Change deoptimize entrypoint to save everything.

And implement FPU register retrieval from stack on x86.

On Nexus 9, AOSP ToT, the boot.oat size reduction is
  prebuilt multi-part boot image:
    - 32-bit boot.oat: -20KiB (-0.03%)
    - 64-bit boot.oat: -45KiB (-0.06%)
  on-device built single boot image:
    - 32-bit boot.oat: -24KiB (-0.04%)
    - 64-bit boot.oat: -36KiB (-0.05%)

Test: Run ART test suite on host and Nexus 9.
Bug: 30212852
Change-Id: I5d98e2a24363136d73dfec6100ab02f8eb101911
diff --git a/compiler/optimizing/code_generator_arm.cc b/compiler/optimizing/code_generator_arm.cc
index 5d7b491..2ef1802 100644
--- a/compiler/optimizing/code_generator_arm.cc
+++ b/compiler/optimizing/code_generator_arm.cc
@@ -344,7 +344,6 @@
   void EmitNativeCode(CodeGenerator* codegen) OVERRIDE {
     CodeGeneratorARM* arm_codegen = down_cast<CodeGeneratorARM*>(codegen);
     __ Bind(GetEntryLabel());
-    SaveLiveRegisters(codegen, instruction_->GetLocations());
     arm_codegen->InvokeRuntime(kQuickDeoptimize, instruction_, instruction_->GetDexPc(), this);
     CheckEntrypointTypes<kQuickDeoptimize, void, void>();
   }
@@ -1532,6 +1531,7 @@
 void LocationsBuilderARM::VisitDeoptimize(HDeoptimize* deoptimize) {
   LocationSummary* locations = new (GetGraph()->GetArena())
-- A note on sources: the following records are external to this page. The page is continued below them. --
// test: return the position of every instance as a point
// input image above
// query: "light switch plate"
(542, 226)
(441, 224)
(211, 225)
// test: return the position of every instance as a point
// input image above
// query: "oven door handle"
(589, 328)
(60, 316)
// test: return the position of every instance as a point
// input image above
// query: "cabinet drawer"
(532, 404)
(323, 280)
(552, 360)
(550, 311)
       LocationSummary(deoptimize, LocationSummary::kCallOnSlowPath);
+  locations->SetCustomSlowPathCallerSaves(RegisterSet());  // No caller-save registers.
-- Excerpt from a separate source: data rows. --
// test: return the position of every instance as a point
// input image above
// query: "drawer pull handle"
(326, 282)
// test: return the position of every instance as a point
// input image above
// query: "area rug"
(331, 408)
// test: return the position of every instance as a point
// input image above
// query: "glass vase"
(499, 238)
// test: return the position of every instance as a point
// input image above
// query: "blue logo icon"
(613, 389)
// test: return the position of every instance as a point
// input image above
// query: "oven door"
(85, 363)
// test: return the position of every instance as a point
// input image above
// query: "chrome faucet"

   if (IsBooleanValueOrMaterializedCondition(deoptimize->InputAt(0))) {
     locations->SetInAt(0, Location::RequiresRegister());
   }
diff --git a/compiler/optimizing/code_generator_arm64.cc b/compiler/optimizing/code_generator_arm64.cc
index 3923f52..ceceedd 100644
--- a/compiler/optimizing/code_generator_arm64.cc
+++ b/compiler/optimizing/code_generator_arm64.cc
@@ -494,7 +494,6 @@
   void EmitNativeCode(CodeGenerator* codegen) OVERRIDE {
     CodeGeneratorARM64* arm64_codegen = down_cast<CodeGeneratorARM64*>(codegen);
     __ Bind(GetEntryLabel());
-    SaveLiveRegisters(codegen, instruction_->GetLocations());
     arm64_codegen->InvokeRuntime(kQuickDeoptimize, instruction_, instruction_->GetDexPc(), this);
     CheckEntrypointTypes<kQuickDeoptimize, void, void>();
   }
@@ -3060,6 +3059,7 @@
 void LocationsBuilderARM64::VisitDeoptimize(HDeoptimize* deoptimize) {
   LocationSummary* locations = new (GetGraph()->GetArena())
       LocationSummary(deoptimize, LocationSummary::kCallOnSlowPath);
+  locations->SetCustomSlowPathCallerSaves(RegisterSet());  // No caller-save registers.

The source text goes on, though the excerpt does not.